Metabolic associated liver disease (MAFLD) is one of the most frequent causes of chronic liver disease worldwide. Steatohepatitis is a major risk factor for fibrosis and its progression. MAFLD might be present in other causes of chronic liver damage, such as autoimmune hepatitis (AIH). There is scarce information of the role of MAFLD in fibrosis in patients with AIH. This study aimed to describe frequency of steatosis, steatohepatitis and fibrosis in AIH liver biopsies and the impact of steatosis and steatohepatitis on fibrosis severity and survival.

Materials and Methods

Observational, retrospective study of liver biopsies performed prior to initiation of immunosuppressive therapy, between 2014 and 2019. Presence of steatosis, steatohepatitis and fibrosis was recorded.

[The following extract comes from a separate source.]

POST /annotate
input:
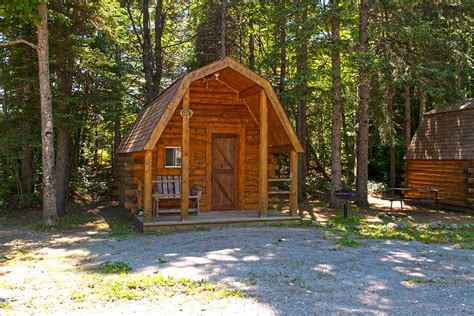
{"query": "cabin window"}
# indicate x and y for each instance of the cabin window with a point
(173, 157)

Alcohol and other etiologies of liver disease were excluded. Clinical data was obtained from electronic charts and outcome variables by telephone contact. Chi2 and exact Fisher test and Odds Ratio (OR) were performed (p < 0.05 considered statistically significant).

Results

131 biopsies were analyzed; 76% were female, mean age 56 (15-83) years. Steatosis was present in 27%, steatohepatitis in 14% and advanced fibrosis (≥ F3) in 60%. All patients with steatohepatitis had advanced fibrosis (≥ F3). Presence of steatosis was an independent risk factor for advanced fibrosis (OR 2.97, CI95% 1.22 – 7.21 p = 0.016) and mortality (OR 2.60 (IC95% 1.08 – 6.29), p = 0.033). We performed a sub-analysis including only 66 patients with follow-up were decompensations and hospitalizations were no different between the 2 groups.

Conclusions

In this cohort of autoimmune hepatitis liver biopsies, steatosis and steatohepatitis were risk factors for advanced fibrosis. All patients with steatohepatitis had advanced liver fibrosis and mortality was higher in patients with steatosis. In patients with AIH, MAFLD should be treated to avoid progression to fibrosis.